As the number of hospitalizations for COVID-19 continues to grow, so too does the call for American companies to retool for the production of medical ventilators, and Ford is the latest company to answer it.

Ford is committing to producing 50,000 ventilators in the next 100 days in concert with GE Healthcare at its Rawsonville, Michigan components plant, according to an announcement made by the company on Monday. The production is set to begin on April 20 and will cap out at a planned 30,000 units per month once the lines are up to speed.

The ventilators being produced are unique in that they don't require any electrical power to function, operating on air pressure and bottled oxygen alone. The design has been licensed by GE Healthcare from a Florida company called Airon and should prove efficacious in the bulk of COVID-19 cases involving respiratory failure or difficulty breathing.

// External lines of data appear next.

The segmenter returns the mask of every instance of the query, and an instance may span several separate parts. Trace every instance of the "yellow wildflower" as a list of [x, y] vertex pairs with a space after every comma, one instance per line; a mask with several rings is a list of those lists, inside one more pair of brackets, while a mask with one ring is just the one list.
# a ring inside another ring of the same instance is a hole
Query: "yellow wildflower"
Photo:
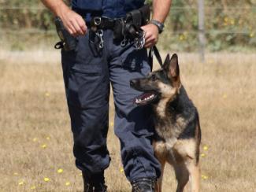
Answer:
[[35, 190], [36, 186], [32, 186], [31, 189], [32, 190]]
[[41, 146], [41, 147], [42, 147], [43, 149], [46, 149], [46, 148], [47, 147], [47, 146], [46, 146], [46, 144], [43, 144], [43, 145]]
[[63, 172], [63, 169], [62, 168], [59, 168], [59, 169], [58, 169], [57, 172], [58, 173], [61, 173], [61, 172]]
[[204, 146], [202, 148], [204, 150], [208, 150], [208, 146]]
[[205, 153], [201, 153], [201, 157], [205, 157], [206, 154]]
[[50, 181], [50, 179], [48, 177], [45, 177], [45, 178], [43, 178], [43, 180], [45, 182], [48, 182], [48, 181]]

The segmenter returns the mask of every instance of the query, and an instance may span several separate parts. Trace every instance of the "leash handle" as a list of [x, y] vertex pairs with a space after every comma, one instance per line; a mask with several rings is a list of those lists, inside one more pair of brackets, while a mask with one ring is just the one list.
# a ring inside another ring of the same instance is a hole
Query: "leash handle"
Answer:
[[150, 47], [150, 53], [149, 53], [149, 64], [151, 68], [151, 72], [153, 69], [153, 56], [156, 57], [158, 62], [159, 63], [161, 68], [163, 68], [163, 61], [161, 60], [161, 55], [159, 54], [158, 49], [156, 46]]

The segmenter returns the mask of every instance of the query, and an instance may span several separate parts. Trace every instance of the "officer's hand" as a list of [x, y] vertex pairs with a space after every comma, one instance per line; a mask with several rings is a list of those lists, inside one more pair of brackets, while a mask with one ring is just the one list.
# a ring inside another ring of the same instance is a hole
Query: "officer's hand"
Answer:
[[141, 27], [141, 28], [146, 32], [145, 47], [152, 47], [157, 44], [159, 35], [158, 28], [154, 24], [149, 24]]
[[59, 15], [65, 28], [73, 36], [84, 35], [87, 27], [83, 17], [69, 7], [64, 7]]

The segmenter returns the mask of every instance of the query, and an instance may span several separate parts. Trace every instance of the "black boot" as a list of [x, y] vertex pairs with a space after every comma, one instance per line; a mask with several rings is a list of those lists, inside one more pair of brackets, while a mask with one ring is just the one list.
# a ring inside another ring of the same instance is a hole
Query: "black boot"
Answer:
[[154, 192], [156, 179], [152, 178], [141, 178], [132, 182], [132, 192]]
[[84, 192], [106, 192], [104, 172], [88, 175], [83, 172]]

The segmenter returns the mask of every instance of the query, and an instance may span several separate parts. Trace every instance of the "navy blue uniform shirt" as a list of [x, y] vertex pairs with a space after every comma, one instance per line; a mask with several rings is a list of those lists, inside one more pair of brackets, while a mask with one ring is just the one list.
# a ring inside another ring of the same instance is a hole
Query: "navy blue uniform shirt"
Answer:
[[72, 0], [73, 9], [83, 10], [88, 20], [91, 13], [100, 13], [102, 17], [118, 18], [125, 17], [129, 11], [144, 5], [144, 0]]

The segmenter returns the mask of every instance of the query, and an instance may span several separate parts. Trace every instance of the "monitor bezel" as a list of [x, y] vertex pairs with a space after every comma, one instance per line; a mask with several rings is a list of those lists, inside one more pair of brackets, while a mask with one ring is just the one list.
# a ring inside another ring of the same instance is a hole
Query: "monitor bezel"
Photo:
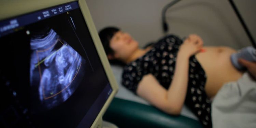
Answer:
[[118, 86], [108, 60], [85, 0], [14, 0], [0, 1], [0, 20], [59, 5], [77, 1], [113, 91], [95, 120], [91, 128], [101, 127], [102, 116], [118, 90]]

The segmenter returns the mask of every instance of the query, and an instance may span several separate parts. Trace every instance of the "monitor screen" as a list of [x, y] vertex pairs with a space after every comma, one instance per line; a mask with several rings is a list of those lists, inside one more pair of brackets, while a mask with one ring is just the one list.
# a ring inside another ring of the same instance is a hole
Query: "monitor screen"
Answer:
[[0, 21], [0, 127], [92, 125], [112, 89], [77, 2]]

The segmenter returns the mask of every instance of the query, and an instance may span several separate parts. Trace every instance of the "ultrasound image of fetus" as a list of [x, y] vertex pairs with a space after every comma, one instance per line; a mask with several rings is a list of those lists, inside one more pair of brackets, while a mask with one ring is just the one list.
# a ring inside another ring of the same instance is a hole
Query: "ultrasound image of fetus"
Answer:
[[41, 106], [50, 109], [65, 102], [78, 86], [86, 60], [53, 29], [30, 40], [30, 82], [38, 87]]

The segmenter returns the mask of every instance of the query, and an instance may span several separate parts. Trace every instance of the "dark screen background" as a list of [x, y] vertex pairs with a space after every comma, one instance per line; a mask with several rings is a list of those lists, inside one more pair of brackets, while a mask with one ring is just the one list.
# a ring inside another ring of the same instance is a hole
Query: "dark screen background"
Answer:
[[[70, 17], [77, 35], [69, 23]], [[66, 101], [50, 110], [40, 109], [39, 96], [34, 93], [38, 87], [30, 85], [30, 37], [26, 33], [27, 30], [46, 27], [53, 29], [86, 61], [85, 75], [76, 89]], [[81, 11], [76, 9], [16, 30], [0, 38], [0, 127], [75, 127], [109, 83]]]

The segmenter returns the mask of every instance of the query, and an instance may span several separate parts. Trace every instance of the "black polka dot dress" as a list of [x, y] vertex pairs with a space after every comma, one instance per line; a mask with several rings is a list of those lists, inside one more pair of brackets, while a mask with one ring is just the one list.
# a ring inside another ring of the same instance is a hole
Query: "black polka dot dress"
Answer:
[[[177, 52], [183, 41], [170, 35], [160, 40], [143, 56], [126, 65], [122, 84], [136, 93], [143, 76], [153, 74], [168, 89], [172, 80]], [[211, 101], [204, 90], [206, 76], [194, 56], [189, 58], [189, 80], [185, 104], [205, 127], [212, 127]], [[185, 77], [185, 76], [184, 76]]]

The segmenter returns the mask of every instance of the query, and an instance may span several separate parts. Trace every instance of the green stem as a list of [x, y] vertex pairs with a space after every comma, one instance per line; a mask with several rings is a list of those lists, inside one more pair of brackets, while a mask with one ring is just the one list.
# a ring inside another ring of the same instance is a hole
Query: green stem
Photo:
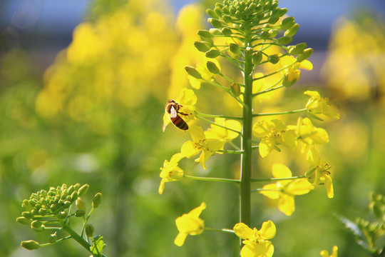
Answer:
[[71, 226], [69, 226], [66, 223], [63, 222], [61, 223], [61, 226], [63, 226], [63, 230], [66, 231], [68, 233], [70, 234], [70, 236], [75, 239], [75, 241], [78, 243], [79, 243], [83, 247], [84, 247], [86, 249], [87, 249], [88, 251], [92, 253], [92, 252], [90, 250], [90, 247], [91, 246], [91, 244], [89, 244], [86, 240], [84, 240], [83, 238], [80, 236]]
[[195, 176], [189, 176], [186, 174], [183, 174], [183, 178], [203, 181], [211, 181], [211, 182], [226, 182], [226, 183], [236, 183], [236, 184], [238, 184], [240, 183], [240, 181], [236, 180], [236, 179], [221, 178], [205, 178], [205, 177], [197, 177]]
[[252, 178], [252, 182], [268, 182], [268, 181], [285, 181], [293, 180], [297, 178], [304, 178], [305, 176], [297, 176], [289, 178]]
[[251, 191], [252, 193], [254, 193], [254, 192], [260, 192], [260, 191], [282, 191], [281, 189], [264, 189], [264, 188], [257, 188], [257, 189], [252, 189]]
[[[251, 29], [245, 29], [244, 45], [248, 46], [252, 42]], [[240, 222], [247, 226], [251, 223], [251, 171], [252, 171], [252, 51], [245, 51], [245, 71], [243, 94], [243, 126], [241, 149]]]
[[258, 116], [274, 116], [274, 115], [283, 115], [283, 114], [298, 114], [302, 112], [307, 111], [307, 109], [303, 109], [299, 110], [295, 110], [295, 111], [282, 111], [282, 112], [277, 112], [277, 113], [270, 113], [270, 114], [253, 114], [253, 117], [258, 117]]

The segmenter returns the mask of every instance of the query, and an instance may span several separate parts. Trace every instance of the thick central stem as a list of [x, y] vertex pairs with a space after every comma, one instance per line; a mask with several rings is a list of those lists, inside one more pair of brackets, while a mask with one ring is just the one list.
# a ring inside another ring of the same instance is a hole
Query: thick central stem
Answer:
[[[245, 37], [245, 46], [249, 39]], [[243, 101], [243, 126], [241, 149], [243, 151], [240, 177], [240, 222], [250, 226], [251, 221], [251, 171], [252, 135], [252, 51], [245, 54], [245, 92]]]

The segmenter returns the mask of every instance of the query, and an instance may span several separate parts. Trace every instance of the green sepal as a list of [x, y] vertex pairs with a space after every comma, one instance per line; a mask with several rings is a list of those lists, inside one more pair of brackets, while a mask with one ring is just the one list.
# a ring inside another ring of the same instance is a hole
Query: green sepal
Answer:
[[230, 51], [235, 54], [239, 54], [240, 53], [240, 46], [237, 44], [230, 43], [229, 45]]
[[205, 29], [200, 29], [197, 31], [197, 34], [201, 39], [211, 39], [214, 36], [209, 31]]
[[297, 56], [297, 61], [298, 62], [301, 62], [302, 61], [306, 60], [307, 59], [310, 57], [312, 54], [313, 54], [313, 51], [314, 51], [313, 49], [311, 49], [311, 48], [304, 49], [302, 54]]
[[209, 18], [207, 19], [208, 23], [210, 23], [214, 28], [221, 29], [223, 26], [222, 23], [217, 19]]
[[291, 55], [301, 54], [304, 52], [307, 45], [306, 43], [299, 43], [295, 46], [290, 46], [287, 47], [288, 52]]
[[297, 24], [294, 24], [290, 29], [289, 29], [284, 32], [284, 35], [293, 36], [297, 34], [297, 31], [298, 31], [298, 29], [299, 29], [299, 25]]
[[92, 207], [93, 208], [98, 208], [101, 203], [101, 200], [102, 200], [102, 194], [101, 193], [97, 193], [95, 195], [95, 196], [93, 196], [93, 199], [92, 199]]
[[293, 38], [289, 36], [283, 36], [277, 40], [277, 43], [285, 45], [293, 41]]
[[255, 65], [258, 65], [261, 63], [262, 54], [261, 51], [258, 51], [257, 53], [252, 54], [252, 63]]
[[219, 68], [212, 61], [207, 61], [206, 62], [206, 66], [209, 71], [213, 74], [219, 74], [220, 73]]
[[40, 247], [38, 243], [34, 240], [22, 241], [20, 246], [27, 250], [36, 250]]
[[32, 220], [26, 217], [18, 217], [16, 218], [16, 221], [24, 225], [31, 225]]
[[217, 15], [217, 13], [215, 13], [215, 11], [214, 11], [213, 10], [212, 10], [210, 9], [208, 9], [206, 10], [206, 14], [207, 14], [208, 16], [210, 16], [210, 17], [212, 17], [212, 18], [215, 18], [215, 19], [218, 18], [218, 16]]
[[194, 42], [194, 46], [195, 46], [195, 48], [199, 51], [201, 51], [201, 52], [203, 52], [203, 53], [207, 52], [210, 49], [210, 47], [204, 41], [195, 41]]
[[222, 28], [222, 33], [225, 36], [231, 36], [231, 34], [232, 34], [232, 31], [231, 31], [230, 29], [229, 29], [227, 27], [223, 27], [223, 28]]
[[209, 50], [205, 54], [205, 56], [207, 58], [217, 58], [220, 55], [220, 51], [219, 50], [217, 50], [217, 49]]
[[293, 25], [294, 25], [294, 17], [287, 17], [282, 20], [281, 22], [281, 29], [289, 29]]
[[185, 69], [186, 70], [188, 75], [193, 76], [194, 78], [197, 79], [200, 79], [202, 78], [202, 76], [195, 69], [195, 68], [192, 67], [190, 66], [185, 66]]
[[95, 234], [95, 228], [91, 224], [86, 225], [86, 235], [87, 237], [93, 237]]
[[279, 56], [278, 56], [278, 54], [277, 54], [270, 55], [267, 57], [267, 61], [269, 61], [269, 62], [270, 62], [270, 63], [272, 63], [273, 64], [275, 64], [278, 61], [279, 61]]

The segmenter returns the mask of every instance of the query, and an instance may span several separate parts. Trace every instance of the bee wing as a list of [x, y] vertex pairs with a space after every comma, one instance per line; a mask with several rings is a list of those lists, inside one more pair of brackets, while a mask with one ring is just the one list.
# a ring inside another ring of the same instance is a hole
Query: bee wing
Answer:
[[176, 118], [178, 116], [178, 112], [176, 111], [174, 106], [171, 106], [171, 109], [170, 109], [170, 118], [173, 119]]

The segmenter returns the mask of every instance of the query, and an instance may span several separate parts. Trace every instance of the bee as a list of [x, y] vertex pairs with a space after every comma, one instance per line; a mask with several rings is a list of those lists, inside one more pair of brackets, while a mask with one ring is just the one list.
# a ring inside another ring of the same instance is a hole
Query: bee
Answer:
[[[176, 126], [177, 128], [180, 128], [182, 130], [188, 130], [188, 125], [187, 124], [186, 121], [185, 121], [179, 116], [179, 114], [181, 114], [181, 115], [189, 115], [189, 114], [185, 114], [179, 112], [178, 111], [180, 109], [180, 107], [183, 107], [183, 106], [175, 102], [175, 100], [173, 99], [168, 100], [165, 107], [165, 111], [168, 114], [170, 119], [174, 124], [174, 125]], [[166, 126], [166, 124], [163, 124], [163, 132], [165, 131], [165, 126]]]

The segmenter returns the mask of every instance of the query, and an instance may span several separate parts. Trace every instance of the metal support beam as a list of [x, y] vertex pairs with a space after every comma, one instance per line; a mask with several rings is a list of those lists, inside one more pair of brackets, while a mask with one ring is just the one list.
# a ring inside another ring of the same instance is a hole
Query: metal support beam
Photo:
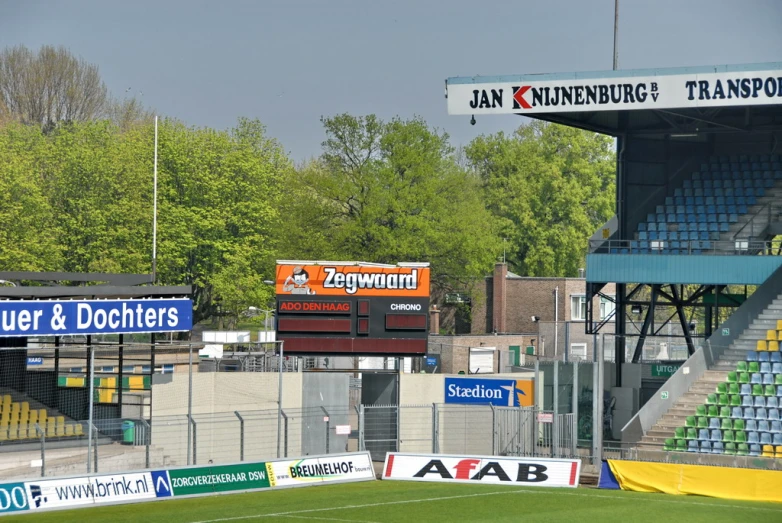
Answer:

"The Ford and GE Healthcare teams, working creatively and tirelessly, have found a way to produce this vitally needed ventilator quickly and in meaningful numbers," said Jim Hackett, Ford's president and CEO, in a statement. "By producing this ventilator in Michigan, in strong partnership with the UAW, we can help health care workers save lives, and that's our No. 1 priority."

The production of these simplified and unpowered ventilators will occur in parallel with a previously announced plan to have Ford assist GE Healthcare in building ventilators of its own design. Both programs are said to have the full support of the United Auto Workers (UAW) union.